USCIS does not use any official “EB1A score” or “NIW score.” EB1A petitions are evaluated under the employment‑based first preference category for aliens of extraordinary ability, where you typically show at least three out of ten regulatory criteria and then pass a separate “final merits” analysis.

EB2 NIW petitions are first assessed for basic EB‑2 eligibility, then under the National Interest Waiver framework, which requires your endeavor to have substantial merit and national importance, that you are well positioned to advance it, and that waiving the job offer and labor certification is beneficial to the United States.

This self‑assessment tool helps you translate those legal standards into evidence and narrative questions: what you have today, what is missing, and what might be strengthened through better documentation and writing.

What Your Self‑Assessment Result Means (and Does Not Mean)

A “strong” result usually means you already have several solid pieces of documentary evidence (for example, sustained publications, citations, significant awards, or leadership roles) and a coherent proposed endeavor that matches current EB1A or NIW expectations. A “developing” or “weaker” result highlights where you may need stronger achievements, clearer impact, or more persuasive explanation.

Your result is not a prediction of approval, a guarantee, or a substitute for an attorney’s evaluation. Final USCIS decisions depend on your complete petition, case law, changing policy guidance, and officer discretion.

Official Government Resources You Should Read

What to Do After You Use the Calculators

If your EB1A/NIW self‑assessment looks promising, your next step is to translate raw achievements into a coherent petition story: how your work fits the regulatory criteria, how your evidence supports each point, and how recommendation letters and expert opinions reinforce your impact.

If your profile is still developing, use the feedback to plan concrete improvements: higher‑impact publications, stronger roles in projects, more visible leadership, better documentation of your awards or entrepreneurial impact, and clearer articulation of your proposed endeavor.

EB1A/EB2 NIW Self‑Assessment FAQs (2026)

Is there an official USCIS EB1A or EB2 NIW “score” or calculator?

No.

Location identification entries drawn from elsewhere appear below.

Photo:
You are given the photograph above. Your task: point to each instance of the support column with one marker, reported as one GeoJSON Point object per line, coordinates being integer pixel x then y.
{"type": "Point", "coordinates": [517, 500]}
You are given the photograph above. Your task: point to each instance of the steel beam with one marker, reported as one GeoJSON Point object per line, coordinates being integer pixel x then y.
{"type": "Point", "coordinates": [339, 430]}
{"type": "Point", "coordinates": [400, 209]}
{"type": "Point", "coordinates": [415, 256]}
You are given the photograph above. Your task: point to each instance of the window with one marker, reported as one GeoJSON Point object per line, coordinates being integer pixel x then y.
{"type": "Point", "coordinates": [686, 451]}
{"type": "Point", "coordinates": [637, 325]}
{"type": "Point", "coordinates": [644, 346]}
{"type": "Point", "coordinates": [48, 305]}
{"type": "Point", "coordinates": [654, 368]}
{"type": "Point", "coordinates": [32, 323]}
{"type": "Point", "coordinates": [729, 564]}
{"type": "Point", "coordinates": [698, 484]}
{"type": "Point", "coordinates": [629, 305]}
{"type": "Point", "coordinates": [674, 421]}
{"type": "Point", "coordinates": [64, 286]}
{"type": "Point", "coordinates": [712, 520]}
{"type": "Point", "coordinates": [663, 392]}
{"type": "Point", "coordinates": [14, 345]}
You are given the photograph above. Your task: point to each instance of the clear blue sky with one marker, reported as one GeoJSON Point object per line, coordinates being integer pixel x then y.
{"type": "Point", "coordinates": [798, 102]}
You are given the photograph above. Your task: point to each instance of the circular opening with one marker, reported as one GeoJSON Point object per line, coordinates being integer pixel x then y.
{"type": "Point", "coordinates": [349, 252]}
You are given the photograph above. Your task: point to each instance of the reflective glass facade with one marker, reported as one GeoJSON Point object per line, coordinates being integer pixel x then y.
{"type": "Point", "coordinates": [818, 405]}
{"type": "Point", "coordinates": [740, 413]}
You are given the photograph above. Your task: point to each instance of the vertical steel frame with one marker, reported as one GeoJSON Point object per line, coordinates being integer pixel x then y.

USCIS does not publish any official scoring system or calculator for EB1A or EB2 NIW. Officers review the totality of your evidence under the regulations, policy manual, and relevant case law.

How long does Form I‑140 processing usually take for EB1A and EB2 NIW?

Regular I‑140 processing can take several months and sometimes longer, depending on category and service center, while premium processing offers an initial decision window (15 or 45 business days for certain categories). Always check the latest USCIS Case Processing Times tool rather than relying on averages.

Can I rely on this self‑assessment instead of speaking to an immigration lawyer?

No. These tools are designed to help you understand how your profile and documents might be presented, especially from a writing and evidence‑organization perspective. Only a licensed U.S. immigration attorney can provide legal advice about your eligibility and strategy.

Will a high self‑assessment result guarantee that my EB1A or NIW petition is approved?

No. A “high” result simply suggests that your profile appears strong on paper. USCIS still performs a case‑by‑case evaluation and can issue Requests for Evidence (RFEs) or denials even for apparently strong applicants.

How can I use these calculators to strengthen my petition writing?

Use the outputs as a checklist for your narrative and evidence. Wherever the tools flag gaps, plan how to fill them with better documents, clearer explanations, and more persuasive recommendation letters and personal statements.